Lesson 1.A.5 - Boxplots, Outliers, & Resistance
Key Question: How much money will you really make?
Content: Five-Number Summary & Boxplots | Changing Units | Outliers & Resistance
Alignment: CED Topics 1.7.C - 1.8
Video
Course Resources
Resources for teaching our AP® Statistics curriculum.
- Lesson Flow - timing and flow of class, using our lesson materials
- Pacing Guide - pacing our units, with daily or block schedules
- CED Alignment Guide - aligning our lessons to the AP® Statistics Course and Exam Description
Teaching Resources
Resources for teaching with Skew The Script.
- Discussion Norms - our model discussion norms for the classroom
- Letter to Parents - letter to share with parents about our nonpartisan approach
- Teaching Math on Civic Topics - tips for teaching math lessons that cover civic topics
Lesson Notes
Lesson-specific insights from the creators of this lesson.
In this lesson, students learn the right questions to ask when determining how much money they’ll really get paid by future employers. In doing so, they walk away with a deeper understanding of measures of center, boxplots, and resistance to outliers – along with how easy it can be to mislead with data.
- Describe the effect of changing units on summary statistics
- Determine if a data set contains outliers
- Graph and interpret boxplots
- Describe the effect of outliers and skew on summary statistics
Before proceeding: Familiarize yourself with the lesson materials linked above (e.g. handout, handout key, slides, video). Then, for additional background and teaching tips from the lesson creators, check out the sections below.
- When your class arrives at the Key Question (How much money will you really make?), take a moment to surface students’ initial thoughts. In particular, prompt them to think about what questions they’d ask the employer about the statement: “The typical salary at our company is more than $65,000 per year.” In brainstorming questions, students will start to develop some intuition for how this figure could be misleading.
- Consider making the initial exploration of the effect of transformations on the simple data set (values 1 & 3) completely student-led, in small groups. As students perform addition and multiplication on the small data set and see how the mean and range transform, they can propose general rules for the effect of transformations on data sets.

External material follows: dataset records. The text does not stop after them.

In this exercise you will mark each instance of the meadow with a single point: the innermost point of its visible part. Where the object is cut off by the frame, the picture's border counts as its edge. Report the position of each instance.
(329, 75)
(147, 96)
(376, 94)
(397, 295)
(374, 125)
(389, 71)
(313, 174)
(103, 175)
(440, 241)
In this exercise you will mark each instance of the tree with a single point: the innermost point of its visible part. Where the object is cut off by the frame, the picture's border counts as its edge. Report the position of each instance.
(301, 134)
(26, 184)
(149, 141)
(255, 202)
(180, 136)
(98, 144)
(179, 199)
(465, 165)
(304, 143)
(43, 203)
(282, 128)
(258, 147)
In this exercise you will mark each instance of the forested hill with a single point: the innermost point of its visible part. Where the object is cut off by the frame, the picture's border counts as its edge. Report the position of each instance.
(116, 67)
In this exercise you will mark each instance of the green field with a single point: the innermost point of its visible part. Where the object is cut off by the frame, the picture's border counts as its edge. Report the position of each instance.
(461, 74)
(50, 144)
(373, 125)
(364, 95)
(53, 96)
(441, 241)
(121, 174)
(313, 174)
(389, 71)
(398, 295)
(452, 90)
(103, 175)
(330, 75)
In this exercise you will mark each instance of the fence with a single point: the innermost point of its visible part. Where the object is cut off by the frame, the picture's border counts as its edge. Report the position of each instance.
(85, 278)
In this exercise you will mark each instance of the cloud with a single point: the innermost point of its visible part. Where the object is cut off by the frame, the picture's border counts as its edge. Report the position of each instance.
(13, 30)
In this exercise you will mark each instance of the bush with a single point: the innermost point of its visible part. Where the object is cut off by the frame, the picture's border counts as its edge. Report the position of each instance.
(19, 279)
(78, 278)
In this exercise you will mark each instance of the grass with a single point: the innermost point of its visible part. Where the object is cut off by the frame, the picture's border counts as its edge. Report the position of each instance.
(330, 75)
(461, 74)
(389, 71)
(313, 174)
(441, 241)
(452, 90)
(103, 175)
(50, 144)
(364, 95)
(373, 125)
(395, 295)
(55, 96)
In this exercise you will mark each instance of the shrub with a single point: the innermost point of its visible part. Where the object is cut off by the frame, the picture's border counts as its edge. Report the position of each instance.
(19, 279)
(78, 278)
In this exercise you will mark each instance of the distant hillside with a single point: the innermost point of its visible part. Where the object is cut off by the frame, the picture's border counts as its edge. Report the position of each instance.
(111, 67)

- Our salary data set has one outlier, and it’s a high outlier. The lesson explores the effect of this high outlier on different summary statistics. For robustness, it’s also helpful to show them the effect that a low outlier would have on the different summary statistics (e.g. how a low outlier test score would lower the average test score).
First, download this lesson's Handout Key and read through its Discussion Question section. Then, check out our model discussion norms and the additional background notes below.
- As suggested in the Discussion Question’s hint, having students manually calculate the different summary statistics before and after the boss’s raise helps them build intuition for why some measures are resistant and other measures aren’t. The key point to emphasize is that the resistant measures (median, IQR) are based on central positions in the data set and, therefore, are not as affected by extreme values. The unresistant measures (mean, range, standard deviation) involve the values of the most extreme data points (the min and max) somewhere in their calculations. Hence, these measures are more sensitive to changes in these extreme values.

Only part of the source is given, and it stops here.